Ancora una volta sotto i riflettori i traffici di droga sullo Stretto: “ponti” fatti di cocaina, eroina, hascisc e marijuana che coinvolgono importanti famiglie della Locride, pronte a rifornire il mercato messinese storicamente florido per le ’ndrine.

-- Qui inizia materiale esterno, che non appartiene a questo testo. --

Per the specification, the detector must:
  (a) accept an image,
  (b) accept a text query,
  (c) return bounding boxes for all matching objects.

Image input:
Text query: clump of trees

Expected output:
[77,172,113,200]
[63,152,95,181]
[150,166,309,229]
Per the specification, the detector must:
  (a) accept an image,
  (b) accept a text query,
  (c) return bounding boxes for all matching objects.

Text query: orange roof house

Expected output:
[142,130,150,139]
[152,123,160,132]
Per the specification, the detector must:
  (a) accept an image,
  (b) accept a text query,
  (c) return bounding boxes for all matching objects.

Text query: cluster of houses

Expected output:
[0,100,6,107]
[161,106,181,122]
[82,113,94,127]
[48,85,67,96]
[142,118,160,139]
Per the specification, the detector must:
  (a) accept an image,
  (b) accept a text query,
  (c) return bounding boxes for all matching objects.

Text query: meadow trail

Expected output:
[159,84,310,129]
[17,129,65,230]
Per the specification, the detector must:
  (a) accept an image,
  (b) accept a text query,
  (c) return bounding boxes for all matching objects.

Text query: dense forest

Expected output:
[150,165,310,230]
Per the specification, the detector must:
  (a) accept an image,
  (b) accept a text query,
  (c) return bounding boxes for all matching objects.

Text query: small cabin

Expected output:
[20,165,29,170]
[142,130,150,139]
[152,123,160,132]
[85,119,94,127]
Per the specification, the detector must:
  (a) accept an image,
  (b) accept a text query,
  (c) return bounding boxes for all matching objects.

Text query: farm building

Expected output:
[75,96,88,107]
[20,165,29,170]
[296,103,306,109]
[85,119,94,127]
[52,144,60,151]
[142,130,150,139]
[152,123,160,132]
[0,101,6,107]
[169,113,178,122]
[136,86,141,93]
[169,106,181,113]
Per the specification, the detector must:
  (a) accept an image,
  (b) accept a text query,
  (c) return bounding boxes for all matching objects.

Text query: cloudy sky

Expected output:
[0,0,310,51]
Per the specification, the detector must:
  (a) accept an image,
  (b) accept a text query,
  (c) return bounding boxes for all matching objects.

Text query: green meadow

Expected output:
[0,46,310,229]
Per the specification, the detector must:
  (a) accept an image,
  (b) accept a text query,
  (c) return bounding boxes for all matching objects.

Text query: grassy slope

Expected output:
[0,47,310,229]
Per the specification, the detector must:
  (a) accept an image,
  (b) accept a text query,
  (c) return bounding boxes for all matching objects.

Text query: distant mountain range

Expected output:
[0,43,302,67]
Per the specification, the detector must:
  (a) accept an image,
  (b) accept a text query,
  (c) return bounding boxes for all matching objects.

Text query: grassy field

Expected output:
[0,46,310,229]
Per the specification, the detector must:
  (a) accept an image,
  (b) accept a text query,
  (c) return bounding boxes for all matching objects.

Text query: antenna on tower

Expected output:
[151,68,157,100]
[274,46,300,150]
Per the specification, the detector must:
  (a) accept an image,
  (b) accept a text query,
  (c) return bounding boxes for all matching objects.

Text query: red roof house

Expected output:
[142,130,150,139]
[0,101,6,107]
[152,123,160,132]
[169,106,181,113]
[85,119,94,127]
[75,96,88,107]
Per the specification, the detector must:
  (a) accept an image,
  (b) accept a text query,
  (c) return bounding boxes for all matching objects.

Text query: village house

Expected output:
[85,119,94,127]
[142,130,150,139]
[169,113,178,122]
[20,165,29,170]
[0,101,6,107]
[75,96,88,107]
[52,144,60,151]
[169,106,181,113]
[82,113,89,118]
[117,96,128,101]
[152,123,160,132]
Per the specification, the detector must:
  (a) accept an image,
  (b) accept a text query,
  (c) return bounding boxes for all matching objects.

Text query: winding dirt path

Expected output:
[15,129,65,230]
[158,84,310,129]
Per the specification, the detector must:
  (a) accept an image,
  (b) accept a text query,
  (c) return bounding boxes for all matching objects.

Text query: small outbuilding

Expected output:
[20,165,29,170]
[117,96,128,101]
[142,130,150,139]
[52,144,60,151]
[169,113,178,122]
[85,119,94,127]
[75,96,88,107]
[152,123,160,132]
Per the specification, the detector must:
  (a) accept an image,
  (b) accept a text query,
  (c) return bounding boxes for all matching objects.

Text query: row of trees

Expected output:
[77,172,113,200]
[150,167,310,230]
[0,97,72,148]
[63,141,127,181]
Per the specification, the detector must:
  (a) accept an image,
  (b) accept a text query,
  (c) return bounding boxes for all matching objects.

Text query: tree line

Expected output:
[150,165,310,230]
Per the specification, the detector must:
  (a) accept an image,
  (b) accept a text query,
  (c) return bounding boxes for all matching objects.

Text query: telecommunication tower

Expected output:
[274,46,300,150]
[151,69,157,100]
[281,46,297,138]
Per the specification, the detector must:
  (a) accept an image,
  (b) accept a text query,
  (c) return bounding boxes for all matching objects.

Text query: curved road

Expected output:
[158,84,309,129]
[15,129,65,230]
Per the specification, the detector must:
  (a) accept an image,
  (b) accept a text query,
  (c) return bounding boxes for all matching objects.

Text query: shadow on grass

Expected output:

A raccontare particolari su accordi e consegne di carichi di stupefacenti è adesso il collaboratore di giustizia messinese Giovanni Bonanno che, sentito per la prima volta a giugno 2021, riferisce alla Dda peloritana fra l’altro del suo ruolo da intermediario con i calabresi. Dichiarazioni che, confluite nell’ordinanza di custodia cautelare, hanno contribuito in maniera determinante alla raffica di arresti scattati tra Messina e la Locride all’alba dì martedì su disposizione del gip di Messina in accoglimento delle richieste della Procura antimafia siciliana. Nove i calabresi attinti da misure cautelari: Bruno Gioffrè e Antonio Pelle di Locri, Saverio Maisano di Palizzi, Antonino Davide Zaccuri, Francesco Alati e Pasquale Mollica di Melito, Daniele Sulas, Umberto e Antonio Giuliano Suraci di Reggio. I primi due, in particolare, sono al centro di alcune confessioni del pentito.
Dal debito all’amicizia
Bonanno ammette di aver fatto il corriere «per conto di Giovanbattista Cuscinà, detto Giovanni, alias “coccolo”». Un’idea nata quasi per caso: la compagna di Bonanno sarebbe originaria di Bianco, dove un fornitore calabrese – Peppe – gli diede appuntamento un fine settimana. Il rapporto sarebbe nato «tramite Filippo Bonanno, che ha una rivendita di pesce» a Messina, e «mi chiese se volevo fare un viaggio per un approvvigionamento di droga, poiché il corriere a cui si rivolgeva aveva dei problemi». Con Peppe si sarebbero visti, insieme ad un cugino di quest’ultimo di nome Totò, sulla Statale 106. Il verbale è del 9 giugno 2021: «Bonanno mi aveva chiesto di mettermi d’accordo con questo Peppe per trasportare la droga a Messina. Bonanno tuttavia doveva pagare ancora delle forniture di droga a questo Peppe. Quindi, quando Io incontrai al bar a Bianco, Peppe mi chiese se Bonanno mi aveva dato i soldi a lui dovuti da consegnargli: io non avevo ricevuto nulla, e Peppe mi disse che senza soldi non si poteva fare nulla. Al mio ritorno a Messina andai da Bonanno, che mi aveva contattato la sera di domenica per messaggio: quando ci incontrammo gli dissi che Peppe non mi aveva dato droga perché lui non gli aveva mandato i soldi delle precedenti forniture».